NUSANTARANEWS.CO – Panggung demokrasi dunia sepanjang tahun 2016 mencatat beberapa peristiwa besar terjadi. Satu diantara peristiwa besar sepanjang 2016 adalah tentang keluarnya Inggris dari Uni Eropa.
Publik dunia benar-benar dihebohkan dengan hasil refendum Bretain Exit (Brexit) oleh pemerintah Inggris yang mengingkan diri keluar dari Uni Eropa. Peristiwa Brexit ini pun tak pelak berhasil menyedot perhatian publik dunia.
Braxit dan Tantangan Demokrasi Inggris
Tepatnya pada pertengahan Juni 2016 lalu, tonggak sejarah baru ditorehkan oleh Negeri Ratu Elizabet tersebut. Dimana peristiwa besar ini menjadi penanda keluarnya Inggris dari Uni Eropa. Berdasarkan hasil vote yang dilakukan sebanyak 52% warga Inggris memilih keluar, sementara rakyat yang menginginkan Inggris tetap bertahan di Uni Eropa sebanyak 48%.
Perolehan hasil vote yang berbeda tipis ini selanjutnya melahirkan pergolakan dari sebagian warga Inggris yang tak menginginkan Brexit. Saat itulah iklim demokrasi Inggris benar-benar tengah diuji. Mundurnya David Cameron dari kursi perdana menteri adalah bukti bagaimana pergolakan demokrasi turut terimbas adanya Brexit.
Dampak Brexit terhadap iklim demokrasi di Inggris terkait erat dengan nasib para imigran yang diperkirakan mencapai 1,2 juta orang. Mereka terancam dideportasi. Sebaliknya, Brexit justru membuat partai sayap kanan Inggris dan kelompok ultra-nasionalis di daratan Eropa gembira.
Kelompok partai sayap kanan Inggris, salah satunya adalah Partai UKIP, pimpinan Nigel Farage, yang juga sebagai sosok rasis. Menurut Nigel, Inggris mulai kebanjiran pengungsi karena bergabung dengan UE. Dalam kampanye Brexit, UKIP membuat poster rasis soal gelombang pengungsi Suriah ke Inggris.

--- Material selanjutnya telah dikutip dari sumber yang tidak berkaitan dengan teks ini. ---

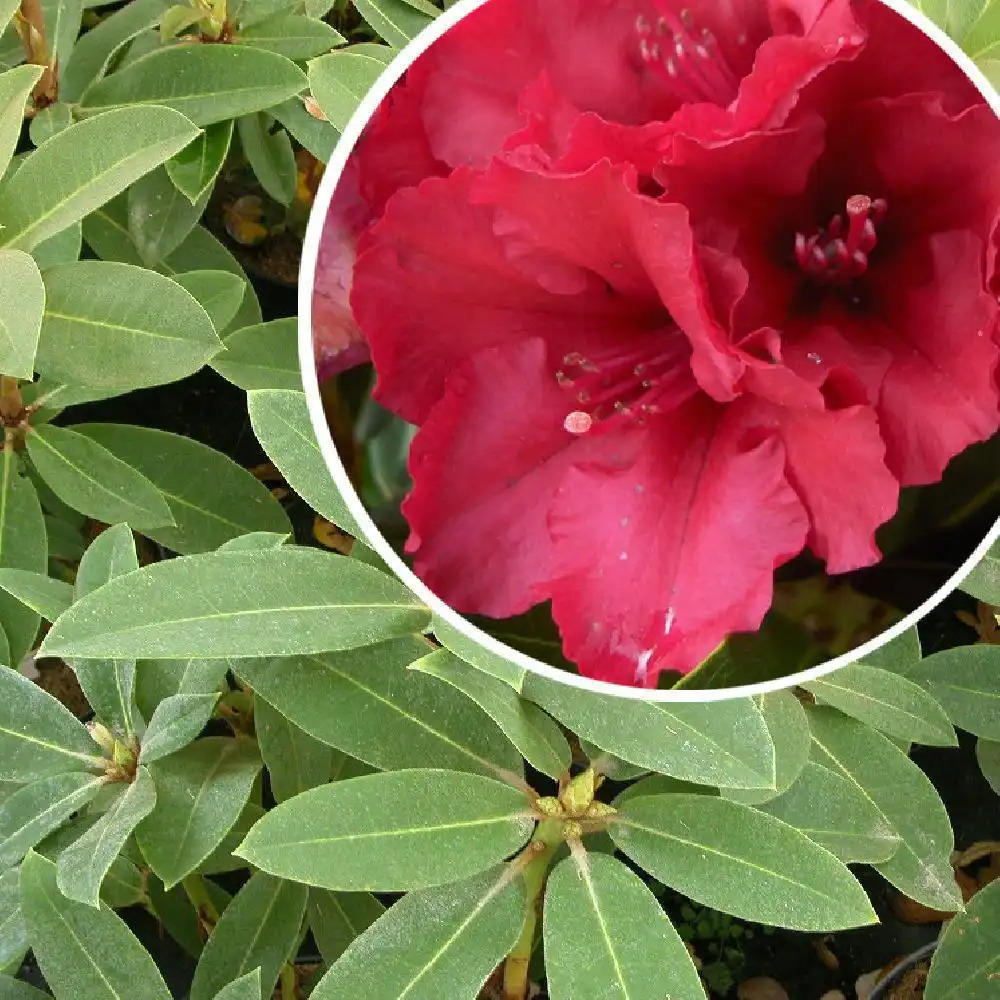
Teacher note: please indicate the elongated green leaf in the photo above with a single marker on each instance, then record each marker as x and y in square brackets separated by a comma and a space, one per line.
[211, 498]
[391, 832]
[15, 89]
[245, 988]
[219, 293]
[789, 729]
[432, 943]
[272, 603]
[337, 918]
[195, 167]
[295, 761]
[368, 705]
[45, 595]
[901, 792]
[258, 929]
[85, 166]
[831, 810]
[606, 935]
[91, 480]
[966, 965]
[21, 310]
[200, 792]
[94, 50]
[13, 933]
[887, 701]
[395, 20]
[291, 35]
[280, 419]
[176, 722]
[83, 865]
[720, 743]
[38, 809]
[38, 737]
[725, 854]
[160, 216]
[207, 83]
[481, 658]
[83, 953]
[263, 356]
[539, 740]
[966, 682]
[23, 546]
[340, 80]
[110, 325]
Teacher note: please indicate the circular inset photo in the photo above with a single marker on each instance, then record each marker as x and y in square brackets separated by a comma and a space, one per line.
[658, 340]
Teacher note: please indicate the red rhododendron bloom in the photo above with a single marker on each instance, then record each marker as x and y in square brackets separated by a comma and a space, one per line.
[672, 297]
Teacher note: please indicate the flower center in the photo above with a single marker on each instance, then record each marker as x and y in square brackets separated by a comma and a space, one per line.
[625, 385]
[838, 254]
[688, 57]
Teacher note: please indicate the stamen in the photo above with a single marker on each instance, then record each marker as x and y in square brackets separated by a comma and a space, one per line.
[839, 253]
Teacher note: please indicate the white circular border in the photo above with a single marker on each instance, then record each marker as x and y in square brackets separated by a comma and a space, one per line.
[310, 250]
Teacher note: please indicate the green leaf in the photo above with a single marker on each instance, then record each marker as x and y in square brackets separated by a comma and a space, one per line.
[988, 756]
[731, 857]
[340, 80]
[337, 918]
[366, 704]
[789, 728]
[886, 701]
[831, 810]
[91, 480]
[176, 722]
[21, 311]
[207, 83]
[607, 935]
[83, 953]
[85, 166]
[723, 743]
[263, 356]
[394, 20]
[211, 498]
[13, 934]
[319, 137]
[160, 216]
[966, 964]
[539, 740]
[45, 595]
[391, 832]
[274, 603]
[39, 808]
[23, 546]
[901, 792]
[220, 293]
[111, 325]
[38, 736]
[280, 419]
[84, 864]
[966, 682]
[432, 943]
[480, 657]
[194, 169]
[259, 928]
[15, 89]
[200, 792]
[94, 49]
[270, 156]
[295, 761]
[291, 35]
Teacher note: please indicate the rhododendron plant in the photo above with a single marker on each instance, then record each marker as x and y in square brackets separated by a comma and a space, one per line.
[672, 294]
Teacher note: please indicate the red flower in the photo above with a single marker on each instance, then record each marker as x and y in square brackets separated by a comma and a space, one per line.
[652, 360]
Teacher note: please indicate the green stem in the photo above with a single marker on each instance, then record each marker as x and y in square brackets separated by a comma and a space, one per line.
[548, 837]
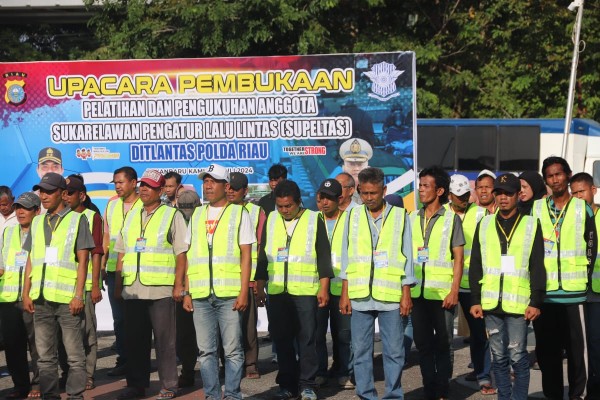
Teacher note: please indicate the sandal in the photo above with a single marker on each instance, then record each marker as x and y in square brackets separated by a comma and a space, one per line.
[488, 389]
[166, 394]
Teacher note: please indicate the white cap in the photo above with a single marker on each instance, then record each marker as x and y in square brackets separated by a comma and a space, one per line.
[459, 185]
[217, 171]
[487, 172]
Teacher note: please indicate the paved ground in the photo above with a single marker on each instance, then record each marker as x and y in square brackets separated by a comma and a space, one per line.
[265, 387]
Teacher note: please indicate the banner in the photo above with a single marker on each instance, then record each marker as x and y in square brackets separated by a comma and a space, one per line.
[316, 115]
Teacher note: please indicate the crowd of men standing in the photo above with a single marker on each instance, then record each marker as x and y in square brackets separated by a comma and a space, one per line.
[192, 275]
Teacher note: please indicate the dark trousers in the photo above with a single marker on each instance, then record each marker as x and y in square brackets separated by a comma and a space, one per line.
[561, 327]
[294, 318]
[187, 348]
[249, 333]
[17, 330]
[142, 319]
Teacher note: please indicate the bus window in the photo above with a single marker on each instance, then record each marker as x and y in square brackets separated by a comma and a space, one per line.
[476, 148]
[519, 148]
[436, 146]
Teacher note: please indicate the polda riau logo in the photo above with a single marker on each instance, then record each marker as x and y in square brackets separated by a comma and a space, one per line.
[15, 88]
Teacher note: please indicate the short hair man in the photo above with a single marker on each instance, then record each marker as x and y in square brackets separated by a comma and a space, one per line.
[220, 237]
[150, 274]
[296, 259]
[49, 160]
[377, 273]
[277, 173]
[17, 326]
[438, 249]
[582, 187]
[58, 244]
[570, 246]
[508, 282]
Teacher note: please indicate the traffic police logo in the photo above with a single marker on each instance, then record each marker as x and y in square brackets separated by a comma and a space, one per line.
[383, 76]
[15, 88]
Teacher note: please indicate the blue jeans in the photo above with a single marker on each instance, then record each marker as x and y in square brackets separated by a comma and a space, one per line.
[118, 319]
[478, 345]
[392, 338]
[340, 336]
[508, 341]
[212, 315]
[48, 318]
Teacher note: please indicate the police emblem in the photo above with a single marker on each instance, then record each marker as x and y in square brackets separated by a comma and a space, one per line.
[383, 76]
[15, 88]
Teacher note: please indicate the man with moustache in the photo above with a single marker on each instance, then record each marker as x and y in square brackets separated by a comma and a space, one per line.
[508, 282]
[570, 247]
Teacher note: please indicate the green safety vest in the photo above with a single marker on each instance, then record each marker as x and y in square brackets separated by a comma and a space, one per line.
[473, 215]
[11, 283]
[364, 274]
[115, 219]
[511, 287]
[224, 273]
[157, 261]
[335, 284]
[298, 276]
[254, 211]
[596, 269]
[434, 276]
[59, 278]
[570, 273]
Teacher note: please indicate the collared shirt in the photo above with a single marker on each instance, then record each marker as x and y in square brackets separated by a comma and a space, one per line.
[369, 303]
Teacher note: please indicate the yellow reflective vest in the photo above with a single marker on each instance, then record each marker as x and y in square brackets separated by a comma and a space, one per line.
[59, 277]
[336, 242]
[292, 260]
[434, 276]
[375, 269]
[566, 262]
[219, 271]
[115, 216]
[156, 263]
[11, 282]
[512, 288]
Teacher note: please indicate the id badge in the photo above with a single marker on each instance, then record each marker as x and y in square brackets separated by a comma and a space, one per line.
[423, 254]
[548, 246]
[282, 254]
[380, 259]
[21, 258]
[51, 256]
[140, 245]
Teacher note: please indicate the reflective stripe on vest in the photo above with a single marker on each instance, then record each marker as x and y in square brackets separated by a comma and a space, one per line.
[515, 291]
[572, 275]
[335, 283]
[157, 261]
[473, 215]
[226, 254]
[302, 275]
[59, 277]
[115, 219]
[386, 282]
[434, 277]
[11, 282]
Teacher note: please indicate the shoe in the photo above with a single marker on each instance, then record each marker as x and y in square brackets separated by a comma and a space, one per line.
[345, 382]
[284, 394]
[308, 394]
[131, 393]
[321, 381]
[118, 370]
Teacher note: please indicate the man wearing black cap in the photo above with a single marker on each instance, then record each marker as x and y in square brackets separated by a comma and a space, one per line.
[17, 325]
[58, 244]
[508, 282]
[329, 195]
[74, 198]
[236, 194]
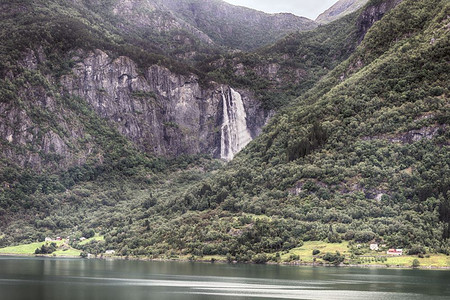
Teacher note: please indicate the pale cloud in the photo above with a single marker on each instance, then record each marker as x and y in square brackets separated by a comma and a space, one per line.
[304, 8]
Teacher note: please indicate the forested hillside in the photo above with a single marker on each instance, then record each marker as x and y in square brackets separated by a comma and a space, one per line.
[356, 149]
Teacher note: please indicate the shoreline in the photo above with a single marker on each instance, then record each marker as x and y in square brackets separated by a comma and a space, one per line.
[292, 264]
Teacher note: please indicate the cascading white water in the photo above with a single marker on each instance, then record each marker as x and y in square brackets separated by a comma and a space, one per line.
[234, 132]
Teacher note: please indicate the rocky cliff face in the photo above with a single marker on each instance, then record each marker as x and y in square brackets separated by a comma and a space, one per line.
[340, 9]
[162, 113]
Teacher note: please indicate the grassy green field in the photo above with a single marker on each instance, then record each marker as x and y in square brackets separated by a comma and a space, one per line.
[28, 249]
[304, 253]
[94, 238]
[435, 260]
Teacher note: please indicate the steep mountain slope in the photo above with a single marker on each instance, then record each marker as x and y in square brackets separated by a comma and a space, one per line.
[362, 155]
[340, 9]
[237, 27]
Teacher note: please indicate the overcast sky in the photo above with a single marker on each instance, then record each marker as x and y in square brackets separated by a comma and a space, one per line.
[305, 8]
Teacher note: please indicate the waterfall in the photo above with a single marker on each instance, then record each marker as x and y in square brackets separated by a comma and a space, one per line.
[234, 132]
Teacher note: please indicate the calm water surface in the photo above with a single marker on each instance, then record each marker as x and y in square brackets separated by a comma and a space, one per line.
[48, 279]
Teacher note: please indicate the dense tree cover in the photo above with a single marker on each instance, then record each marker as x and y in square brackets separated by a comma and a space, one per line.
[302, 58]
[362, 155]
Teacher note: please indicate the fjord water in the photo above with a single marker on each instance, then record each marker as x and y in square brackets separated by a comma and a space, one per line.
[48, 278]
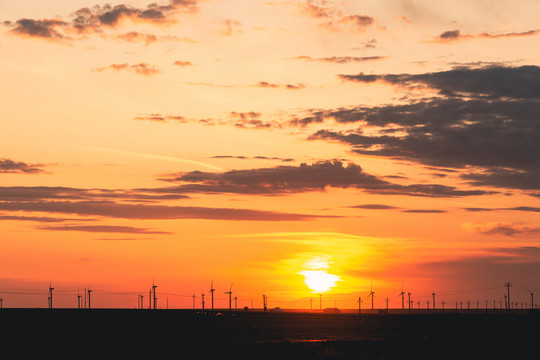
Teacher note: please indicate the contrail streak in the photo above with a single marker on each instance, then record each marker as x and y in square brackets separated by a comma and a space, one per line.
[157, 157]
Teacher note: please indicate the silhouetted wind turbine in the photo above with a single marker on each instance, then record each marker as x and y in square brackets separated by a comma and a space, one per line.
[230, 293]
[402, 294]
[372, 294]
[50, 295]
[212, 292]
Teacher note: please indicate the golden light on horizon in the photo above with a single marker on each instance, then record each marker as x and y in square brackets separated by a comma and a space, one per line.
[316, 276]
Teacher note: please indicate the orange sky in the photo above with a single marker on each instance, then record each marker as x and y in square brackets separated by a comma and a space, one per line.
[393, 143]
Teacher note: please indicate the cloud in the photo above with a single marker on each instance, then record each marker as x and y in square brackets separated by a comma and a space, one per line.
[162, 118]
[140, 68]
[476, 124]
[265, 84]
[492, 81]
[38, 218]
[512, 34]
[112, 209]
[98, 18]
[26, 193]
[341, 59]
[8, 166]
[375, 207]
[45, 29]
[183, 63]
[103, 229]
[425, 211]
[515, 208]
[452, 35]
[506, 229]
[456, 35]
[318, 9]
[232, 27]
[295, 179]
[360, 22]
[241, 157]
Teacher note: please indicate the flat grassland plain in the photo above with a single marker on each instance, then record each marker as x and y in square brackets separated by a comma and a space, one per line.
[192, 334]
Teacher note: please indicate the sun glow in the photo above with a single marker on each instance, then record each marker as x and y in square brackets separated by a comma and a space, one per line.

Wajah Demokrasi AS Terkait Terpilihnya Trump
Kegaduhan demokrasi juga menjalari Amerika Serikat usai berlangsungnya pemilihan presiden pada 9 November 2016 lalu. Dimana lantaran tak terima dengan hasil voting atas terpilihnya Donald Trump sebagai presiden, memicu gelombang demontrasi besar pecah di beberapa kota-kota besar di Amerika Serikat.
Ini menyusul usai ricuh pada demo menentang Donald Trump di Portland, Oregon. Selanjutnya masa anti Trump terus menyebar ke seluruh penjuru negeri Paman Sam. Mulai dari New York, Los Angeles hingga Chicago.
Situasi tersebut praksis membuat situasi di Amerika mencekam. Terlebih setelah adanya kasus penembakan terhadap salah seorang demonstran di Porland, seakan menjadi sinyal bagaimana iklim demokrasi di Amerika Serikar kian tidak sehat.
Para demonstran menilai, Donald Trump dianggap telah mengancam hak-hak sipil dan asasi warga Amerika. Sejak kemenangan mengagetkan Trump atas Hillary Clinton, aksi demo menentang hasil pemilu telah terjadi di sejumlah kota-kota AS. Sebagian besar aksi demo berujung damai, tapi tak sedikit yang berakhir chaos. (Adhon/Red-01)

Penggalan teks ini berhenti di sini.